The AI returns a spec you can review and version. A trimmed slice of what to expect:

paths:
/tasks:
get:
summary: List tasks
parameters:
- { name: status, in: query, schema: { type: string, enum: [todo, in_progress, done] } }
- { name: limit, in: query, schema: { type: integer, default: 20, maximum: 100 } }
- { name: cursor, in: query, schema: { type: string } }
responses:
'200':
description: Paginated task list
content:
application/json:
schema: { $ref: '#/components/schemas/TaskList' }

For GraphQL, ask for the schema with the connection types and subscriptions spelled out; for gRPC, ask for the .proto with streaming RPCs and field masks. The discipline is the same: contract first, review, then implement.

Generate the implementation against the spec

Section titled “Generate the implementation against the spec”

Now point the agent at the spec and name the stack. The response shape it returns must match what your tests will assert — drift here is the number-one source of “passes locally, 500s in CI.”

A representative slice of what the agent produces:

import { Router } from 'express';
import { z } from 'zod';
import { requireAuth } from '../middleware/auth';
const listQuery = z.object({
status: z.enum(['todo', 'in_progress', 'done']).optional(),
limit: z.coerce.number().int().min(1).max(100).default(20),
cursor: z.string().optional(),
});
const router = Router();
router.get('/tasks', requireAuth, async (req, res, next) => {
const parsed = listQuery.safeParse(req.query);
if (!parsed.success) {
return res.status(400).json({
type: 'about:blank',
title: 'Invalid query parameters',
status: 400,
errors: parsed.error.issues,
});
}
try {
const { data, nextCursor } = await taskService.list({
...parsed.data,
userId: req.user.id,
});
res.json({ data, nextCursor }); // shape matches the spec and the tests
} catch (err) {
next(err);
}
});

Schema-aware generation with an MCP server

Section titled “Schema-aware generation with an MCP server”

For database-backed endpoints, the single biggest quality jump comes from giving the agent your real schema instead of making it guess. A Postgres MCP server turns “generate a tasks endpoint” from blind scaffolding into schema-accurate code with the right column names, types, and indexes.

Without it: the AI invents taskService.list() and you spend a round correcting field names against your actual tables.

With it: the agent reads the live schema, generates queries that match it, and flags the missing index behind your status filter. For TypeScript teams, the Prisma Postgres MCP is built into the Prisma CLI and also manages migrations:

Terminal window
# Claude Code — register the Prisma Postgres MCP (schema + migrations)
claude mcp add prisma -- npx prisma mcp

The same server registers in Cursor (Settings -> MCP) and Codex (~/.codex/config.toml) — MCP setup is identical across all three tools. If you only need lightweight, single-purpose augmentation — say, linting the OpenAPI spec rather than a persistent DB connection — an Agent Skill is the lighter fit: install one from skills.sh with npx skills add <owner/repo> (the universal CLI from vercel-labs/skills), which works across Claude Code, Cursor, and Codex.

Generate the cross-cutting middleware once, and be explicit that ordering matters.

The point of tests here is to freeze the response shape and the error contract so a later AI edit can’t quietly change them.

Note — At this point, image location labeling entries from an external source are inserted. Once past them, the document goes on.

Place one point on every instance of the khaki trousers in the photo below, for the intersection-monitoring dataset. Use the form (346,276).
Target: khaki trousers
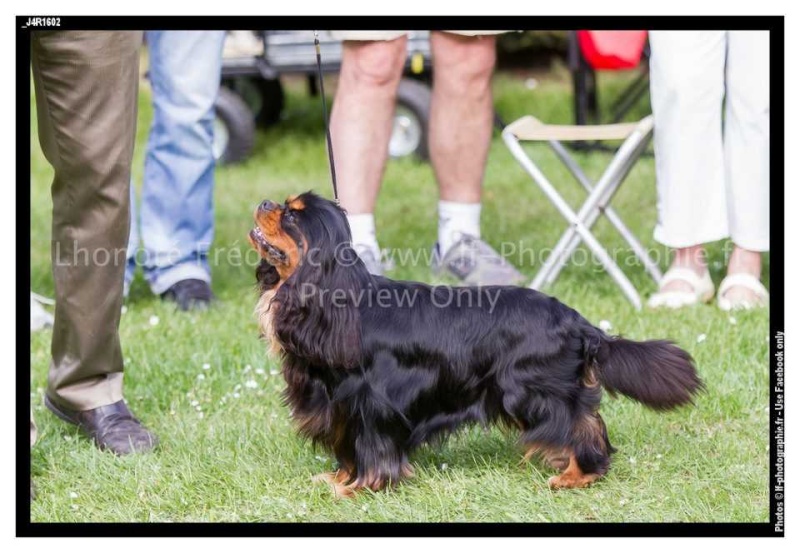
(86,87)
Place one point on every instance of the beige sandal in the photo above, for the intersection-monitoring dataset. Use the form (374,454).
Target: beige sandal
(743,280)
(702,289)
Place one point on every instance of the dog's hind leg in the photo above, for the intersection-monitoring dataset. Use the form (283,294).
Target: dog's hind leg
(589,454)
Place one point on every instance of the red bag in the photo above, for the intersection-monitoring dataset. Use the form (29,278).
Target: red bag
(612,49)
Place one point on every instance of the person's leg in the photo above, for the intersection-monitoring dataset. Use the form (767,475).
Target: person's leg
(361,124)
(461,122)
(86,85)
(133,245)
(86,97)
(177,217)
(461,115)
(687,86)
(747,155)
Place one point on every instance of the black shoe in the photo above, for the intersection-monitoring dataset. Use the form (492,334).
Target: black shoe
(189,294)
(112,427)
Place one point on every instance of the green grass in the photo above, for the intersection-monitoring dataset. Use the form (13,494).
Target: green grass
(228,452)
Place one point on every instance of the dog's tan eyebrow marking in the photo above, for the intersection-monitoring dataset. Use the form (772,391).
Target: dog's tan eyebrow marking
(295,203)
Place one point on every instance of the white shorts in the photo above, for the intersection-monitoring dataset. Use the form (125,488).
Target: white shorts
(391,35)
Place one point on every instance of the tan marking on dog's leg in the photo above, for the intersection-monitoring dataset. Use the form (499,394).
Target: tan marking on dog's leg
(572,477)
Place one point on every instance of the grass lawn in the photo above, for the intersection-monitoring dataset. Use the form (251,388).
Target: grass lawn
(228,452)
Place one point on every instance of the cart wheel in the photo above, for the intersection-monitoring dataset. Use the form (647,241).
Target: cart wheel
(234,128)
(263,96)
(271,93)
(410,129)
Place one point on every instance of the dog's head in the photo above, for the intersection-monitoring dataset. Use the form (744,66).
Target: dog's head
(304,244)
(305,228)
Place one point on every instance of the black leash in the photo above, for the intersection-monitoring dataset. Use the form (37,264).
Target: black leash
(325,115)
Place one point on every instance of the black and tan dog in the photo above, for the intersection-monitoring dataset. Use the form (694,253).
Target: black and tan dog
(376,367)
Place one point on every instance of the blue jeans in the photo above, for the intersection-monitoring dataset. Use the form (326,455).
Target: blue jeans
(177,212)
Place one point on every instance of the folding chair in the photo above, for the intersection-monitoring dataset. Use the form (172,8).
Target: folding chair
(635,137)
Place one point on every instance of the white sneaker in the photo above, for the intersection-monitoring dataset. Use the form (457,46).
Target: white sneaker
(702,289)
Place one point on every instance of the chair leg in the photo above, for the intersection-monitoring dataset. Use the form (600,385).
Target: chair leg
(639,250)
(602,192)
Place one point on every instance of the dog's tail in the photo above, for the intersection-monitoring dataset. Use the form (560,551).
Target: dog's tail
(656,373)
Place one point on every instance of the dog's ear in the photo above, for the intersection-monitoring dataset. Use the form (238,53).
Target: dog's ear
(267,276)
(318,308)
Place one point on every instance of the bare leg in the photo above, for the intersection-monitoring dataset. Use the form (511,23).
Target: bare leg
(461,113)
(361,120)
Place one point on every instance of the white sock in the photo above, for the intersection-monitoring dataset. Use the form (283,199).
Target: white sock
(455,219)
(362,226)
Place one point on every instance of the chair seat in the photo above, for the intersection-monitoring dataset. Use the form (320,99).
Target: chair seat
(530,128)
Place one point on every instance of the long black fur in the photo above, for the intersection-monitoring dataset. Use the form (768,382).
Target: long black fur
(371,382)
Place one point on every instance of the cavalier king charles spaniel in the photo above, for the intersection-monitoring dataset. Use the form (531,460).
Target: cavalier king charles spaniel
(376,367)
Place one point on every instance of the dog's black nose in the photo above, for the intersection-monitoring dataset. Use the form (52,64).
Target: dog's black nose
(267,205)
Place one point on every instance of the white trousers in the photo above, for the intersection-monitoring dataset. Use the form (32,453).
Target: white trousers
(712,179)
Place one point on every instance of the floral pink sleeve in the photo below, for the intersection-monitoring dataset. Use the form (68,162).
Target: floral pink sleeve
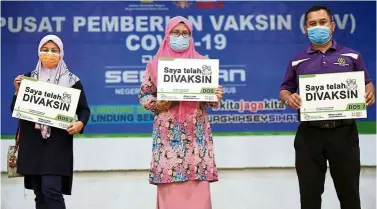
(148,92)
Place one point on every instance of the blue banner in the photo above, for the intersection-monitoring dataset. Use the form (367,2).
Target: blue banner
(107,45)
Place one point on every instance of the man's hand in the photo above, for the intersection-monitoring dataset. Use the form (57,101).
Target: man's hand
(369,98)
(294,101)
(75,128)
(163,106)
(17,82)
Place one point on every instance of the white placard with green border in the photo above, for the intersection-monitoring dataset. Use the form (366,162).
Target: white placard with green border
(187,79)
(46,103)
(332,96)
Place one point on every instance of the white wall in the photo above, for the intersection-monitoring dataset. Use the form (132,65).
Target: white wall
(240,189)
(230,152)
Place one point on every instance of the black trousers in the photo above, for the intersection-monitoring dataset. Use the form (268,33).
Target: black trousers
(340,147)
(47,190)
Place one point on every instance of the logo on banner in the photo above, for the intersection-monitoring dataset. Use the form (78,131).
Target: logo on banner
(182,4)
(341,62)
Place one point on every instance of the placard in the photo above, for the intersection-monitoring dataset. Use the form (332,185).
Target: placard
(46,103)
(332,96)
(188,79)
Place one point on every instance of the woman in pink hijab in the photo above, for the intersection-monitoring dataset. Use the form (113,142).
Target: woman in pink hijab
(183,162)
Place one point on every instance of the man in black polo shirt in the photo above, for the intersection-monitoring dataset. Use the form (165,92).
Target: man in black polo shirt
(336,141)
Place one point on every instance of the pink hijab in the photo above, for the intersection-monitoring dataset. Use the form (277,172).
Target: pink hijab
(184,108)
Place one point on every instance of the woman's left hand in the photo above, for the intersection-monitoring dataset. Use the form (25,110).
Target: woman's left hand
(75,128)
(219,93)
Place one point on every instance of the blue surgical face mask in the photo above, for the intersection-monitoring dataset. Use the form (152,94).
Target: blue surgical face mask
(179,44)
(319,35)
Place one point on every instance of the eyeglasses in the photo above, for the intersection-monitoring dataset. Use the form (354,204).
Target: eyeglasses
(52,51)
(184,34)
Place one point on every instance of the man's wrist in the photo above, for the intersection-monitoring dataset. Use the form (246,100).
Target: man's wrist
(286,102)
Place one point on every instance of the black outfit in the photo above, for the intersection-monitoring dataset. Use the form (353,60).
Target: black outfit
(333,141)
(47,164)
(315,144)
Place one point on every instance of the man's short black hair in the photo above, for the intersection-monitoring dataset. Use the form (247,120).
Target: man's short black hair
(317,8)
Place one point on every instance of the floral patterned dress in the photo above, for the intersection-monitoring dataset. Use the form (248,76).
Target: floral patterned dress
(181,151)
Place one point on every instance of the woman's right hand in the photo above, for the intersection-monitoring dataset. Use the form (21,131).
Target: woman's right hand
(163,106)
(17,82)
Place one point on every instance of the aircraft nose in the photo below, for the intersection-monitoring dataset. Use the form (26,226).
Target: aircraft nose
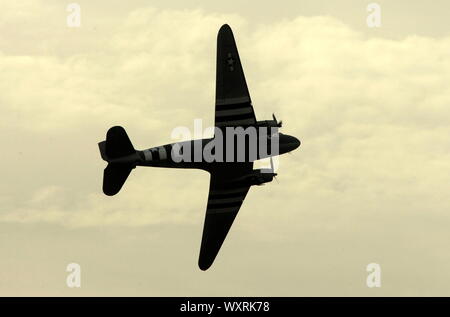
(295,143)
(292,142)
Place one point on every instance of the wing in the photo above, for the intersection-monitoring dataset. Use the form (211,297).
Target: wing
(233,103)
(224,201)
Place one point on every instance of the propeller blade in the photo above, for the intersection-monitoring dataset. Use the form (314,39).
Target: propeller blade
(279,124)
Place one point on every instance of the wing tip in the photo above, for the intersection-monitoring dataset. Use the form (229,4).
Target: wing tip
(204,265)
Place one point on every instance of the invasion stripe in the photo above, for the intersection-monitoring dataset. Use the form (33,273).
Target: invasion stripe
(235,123)
(225,200)
(228,191)
(236,117)
(228,101)
(233,106)
(229,112)
(220,210)
(224,205)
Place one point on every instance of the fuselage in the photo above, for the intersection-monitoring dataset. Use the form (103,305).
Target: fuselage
(207,153)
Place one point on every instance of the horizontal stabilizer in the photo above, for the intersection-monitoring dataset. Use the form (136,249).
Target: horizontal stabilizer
(114,176)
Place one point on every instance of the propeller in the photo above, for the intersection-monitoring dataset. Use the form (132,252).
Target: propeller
(279,124)
(273,171)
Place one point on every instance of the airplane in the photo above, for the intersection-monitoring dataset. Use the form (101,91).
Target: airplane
(230,178)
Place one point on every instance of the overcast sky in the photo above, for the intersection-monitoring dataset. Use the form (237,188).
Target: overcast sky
(370,182)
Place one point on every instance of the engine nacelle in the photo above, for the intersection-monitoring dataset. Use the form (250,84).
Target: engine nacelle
(260,176)
(267,123)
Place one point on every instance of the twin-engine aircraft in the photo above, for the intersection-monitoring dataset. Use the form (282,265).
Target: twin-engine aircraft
(230,161)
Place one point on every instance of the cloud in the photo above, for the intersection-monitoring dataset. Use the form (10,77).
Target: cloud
(369,183)
(372,113)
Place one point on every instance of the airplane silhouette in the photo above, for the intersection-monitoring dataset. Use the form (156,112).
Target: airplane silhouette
(231,168)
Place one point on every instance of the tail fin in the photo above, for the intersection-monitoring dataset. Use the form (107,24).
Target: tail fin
(117,145)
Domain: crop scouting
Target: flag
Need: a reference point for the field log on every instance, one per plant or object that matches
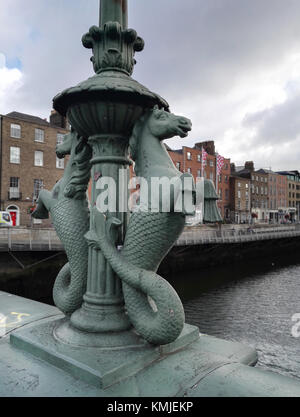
(220, 163)
(204, 156)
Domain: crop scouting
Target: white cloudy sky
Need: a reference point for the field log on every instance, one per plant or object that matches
(232, 66)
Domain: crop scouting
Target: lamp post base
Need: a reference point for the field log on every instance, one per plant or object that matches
(101, 360)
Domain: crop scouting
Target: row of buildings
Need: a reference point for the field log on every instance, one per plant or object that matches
(28, 163)
(246, 194)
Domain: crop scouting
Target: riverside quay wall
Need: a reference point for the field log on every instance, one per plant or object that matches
(29, 263)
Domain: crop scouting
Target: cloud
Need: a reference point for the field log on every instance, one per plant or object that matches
(232, 66)
(10, 83)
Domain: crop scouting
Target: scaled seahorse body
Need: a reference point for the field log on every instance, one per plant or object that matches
(71, 224)
(70, 216)
(150, 235)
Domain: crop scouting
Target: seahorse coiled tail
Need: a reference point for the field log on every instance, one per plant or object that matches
(71, 224)
(149, 238)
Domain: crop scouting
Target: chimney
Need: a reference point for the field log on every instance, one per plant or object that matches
(58, 120)
(208, 146)
(249, 165)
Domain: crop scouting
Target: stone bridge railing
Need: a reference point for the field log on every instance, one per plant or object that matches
(26, 239)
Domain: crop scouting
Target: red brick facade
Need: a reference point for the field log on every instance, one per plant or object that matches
(28, 161)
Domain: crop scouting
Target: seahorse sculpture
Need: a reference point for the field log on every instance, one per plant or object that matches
(67, 204)
(150, 233)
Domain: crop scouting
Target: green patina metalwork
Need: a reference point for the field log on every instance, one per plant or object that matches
(68, 207)
(150, 235)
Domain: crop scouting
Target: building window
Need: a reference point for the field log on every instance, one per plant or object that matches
(39, 135)
(15, 131)
(60, 163)
(37, 187)
(14, 187)
(14, 155)
(38, 158)
(14, 182)
(59, 138)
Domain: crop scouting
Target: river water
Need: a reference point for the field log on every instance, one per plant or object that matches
(252, 303)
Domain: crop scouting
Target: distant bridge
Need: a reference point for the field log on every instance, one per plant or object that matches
(235, 234)
(43, 240)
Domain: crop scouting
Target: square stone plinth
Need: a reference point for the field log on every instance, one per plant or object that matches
(99, 366)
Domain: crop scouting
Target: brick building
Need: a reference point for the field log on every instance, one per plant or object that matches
(292, 193)
(189, 160)
(28, 161)
(259, 190)
(277, 191)
(240, 199)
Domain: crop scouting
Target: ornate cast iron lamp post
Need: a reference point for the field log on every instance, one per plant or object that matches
(114, 299)
(105, 108)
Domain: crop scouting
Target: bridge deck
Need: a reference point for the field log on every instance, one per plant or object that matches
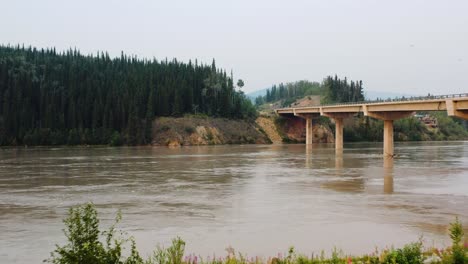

Use Agent mode to generate the integration suite, then run it inline. In Settings -> Cursor Settings -> Agents -> Auto-Run, allowlist npx vitest so the suite runs without prompting, and watch the diff: reject any change where the test’s asserted body diverges from the handler’s actual response. Cursor’s multi-file edit is the sweet spot for “regenerate the handler and its test together so the shapes stay in sync.”

The generated integration test must mirror the handler’s { data, nextCursor } shape:

describe('GET /tasks', () => {
it('returns a cursor-paginated list', async () => {
const token = await getAuthToken();
const res = await request(app)
.get('/tasks?status=todo&limit=10')
.set('Authorization', `Bearer ${token}`)
.expect(200);
expect(res.body.data).toBeInstanceOf(Array);
expect(['string', 'object']).toContain(typeof res.body.nextCursor); // string or null
});
});

For load, generate a k6 script with explicit thresholds so a regression fails the run rather than just looking slow:

import http from 'k6/http';
import { check } from 'k6';
export const options = {
stages: [
{ duration: '2m', target: 100 },
{ duration: '5m', target: 100 },
{ duration: '2m', target: 0 },
],
thresholds: {
http_req_duration: ['p(95)<500'],
http_req_failed: ['rate<0.01'],
},
};
export default function () {
const res = http.get(`${__ENV.BASE_URL}/tasks`, {
headers: { Authorization: `Bearer ${__ENV.TOKEN}` },
});
check(res, { 'status is 200': (r) => r.status === 200 });
}

When you cut a v2, generate the version middleware and emit a deprecation signal with a clearly future sunset date.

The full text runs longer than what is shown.